Making the hydrogen market

October 12, 2022

Requirements for the Netherlands to become a hydrogen hub

The Netherlands has everything required to become a hydrogen hub: it has infrastructure e.g. pipelines and port infrastructure that it can repurpose, and ample potential for hydrogen storage; it is already home to many initiatives in renewable and low-carbon hydrogen production and consumption; and – crucially – it can leverage its experience as a successful hub for natural gas. These are considerable strengths that make the Netherlands well-positioned to become a hydrogen hub.

The Netherlands has an excellent starting position to become a hydrogen hub in Europe
Becoming a hydrogen hub is a necessity if the Netherlands, a major energy hub today, wants to remain an energy hub
"Only the government can facilitate the making of the market, and it should step up to do so."
Portrait of Arnoud van der Slot
Senior Partner
Amsterdam Office, Western Europe

Reusable infrastructure

The Netherlands is not starting from scratch. All the ports and facilities currently used by fossil energy can, over time, be made available for green alternatives. This will be a gradual process that could already start with the phase-out of coal. Even now, it is possible to use the existing ammonia terminals at the Port of Rotterdam (~500 kton per year) and Terneuzen for green ammonia imports.

Storage capacity

The Netherlands also has sizeable potential hydrogen storage capacity. Most energy scenarios predict that large-scale storage will be needed, and one of the most cost-effective options is to use salt caverns. The Netherlands, Germany and to a smaller extent Denmark and the UK have significant numbers of salt structures both onshore and offshore.

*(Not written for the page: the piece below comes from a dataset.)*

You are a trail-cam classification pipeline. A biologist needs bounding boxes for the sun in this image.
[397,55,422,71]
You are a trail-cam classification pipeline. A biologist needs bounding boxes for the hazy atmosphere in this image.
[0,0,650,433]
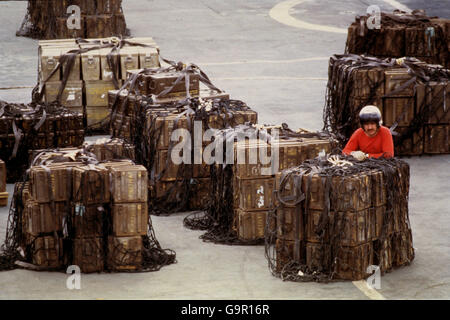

Domestic production and consumption

The Netherlands not only has infrastructure with which to begin transport and storage, it also has hydrogen demand and producers that can be connected. In response to the EU Fit-for-55 package, the RePowerEU package and regional targets, multiple large-scale domestic consumption projects have been announced. For example, for fertilizer and methanol production, decarbonizing steel production and (starting) to replace aviation and transportation fuel.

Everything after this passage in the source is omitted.